非現実的な強い思い込みも妄想と変わりませんから、抗精神病薬で一旦、脳内活動を鎮静させることで、思い込みであったことに気付き、現実への正常な反応を取り戻せるということもあり得ます。

逆に、強迫観念と現実(現実的な恐怖など)の結び付きが強い場合は、抗精神病薬で脳内を鎮静させても、現実を意識できる限りは、強迫観念も消えません。

強迫観念というのは、妄想的思考ではあっても、現実的な自己のイメージですから、思い込みとか妄想での頭の中だけにある恐怖や嫌悪と違って、強迫観念の恐怖や嫌悪などは現実側と繋がっていますから、このタイプには抗精神病薬も効きません。
一時的に思考力や認知力が低下して効いたとしても、現実感を取り戻せば、強迫観念も元通りに表れます。

同じ強迫性障害でもタイプによって、効かない人と効く人の差がありますから、現在のように軽症患者を基準に保険適用薬の治験が行われれば、抗精神病薬よりも比較的安全なSSRIで充分ということになります。

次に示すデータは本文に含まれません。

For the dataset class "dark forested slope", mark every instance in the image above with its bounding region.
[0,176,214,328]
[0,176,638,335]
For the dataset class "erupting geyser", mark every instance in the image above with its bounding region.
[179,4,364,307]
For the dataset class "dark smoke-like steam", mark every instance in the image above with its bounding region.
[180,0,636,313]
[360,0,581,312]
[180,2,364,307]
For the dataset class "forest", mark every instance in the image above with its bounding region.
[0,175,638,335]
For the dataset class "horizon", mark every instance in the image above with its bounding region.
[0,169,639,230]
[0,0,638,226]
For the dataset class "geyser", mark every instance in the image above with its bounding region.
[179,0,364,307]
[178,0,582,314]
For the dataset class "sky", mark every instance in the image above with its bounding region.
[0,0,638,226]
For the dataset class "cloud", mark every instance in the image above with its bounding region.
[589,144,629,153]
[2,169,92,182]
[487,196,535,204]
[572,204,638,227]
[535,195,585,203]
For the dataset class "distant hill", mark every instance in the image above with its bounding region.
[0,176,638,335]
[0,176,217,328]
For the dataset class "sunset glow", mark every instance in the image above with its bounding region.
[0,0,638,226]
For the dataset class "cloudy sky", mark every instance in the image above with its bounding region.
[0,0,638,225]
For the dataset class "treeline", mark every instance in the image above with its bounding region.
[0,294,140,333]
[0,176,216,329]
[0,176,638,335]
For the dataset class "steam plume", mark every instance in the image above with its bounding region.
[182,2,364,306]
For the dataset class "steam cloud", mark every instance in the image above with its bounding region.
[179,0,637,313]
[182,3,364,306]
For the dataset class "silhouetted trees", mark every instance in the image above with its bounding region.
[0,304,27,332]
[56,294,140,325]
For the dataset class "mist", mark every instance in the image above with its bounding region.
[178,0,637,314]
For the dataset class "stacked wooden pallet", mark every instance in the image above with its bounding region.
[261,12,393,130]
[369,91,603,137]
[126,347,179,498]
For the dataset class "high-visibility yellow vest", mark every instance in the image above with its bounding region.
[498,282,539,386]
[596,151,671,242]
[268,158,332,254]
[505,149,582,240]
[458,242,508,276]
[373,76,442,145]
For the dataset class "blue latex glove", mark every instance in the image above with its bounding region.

SSRIで不十分な人の増強療法として抗精神病薬を保険適用できるかというと、これも難しそうです。
SSRIが効かないといっても、そこにもやはり色んなタイプの患者がいるのに、同じ1つの強迫性障害という病名になっているからです。
同じ強迫性障害で、抗精神病薬が効く人もいれば、効かない人も多くいるということが分かっていますから、お金と時間をかけてまで治験しようとはしません。

それはそうと、今どき、抗精神病薬というネーミングはどうかと思いませんか?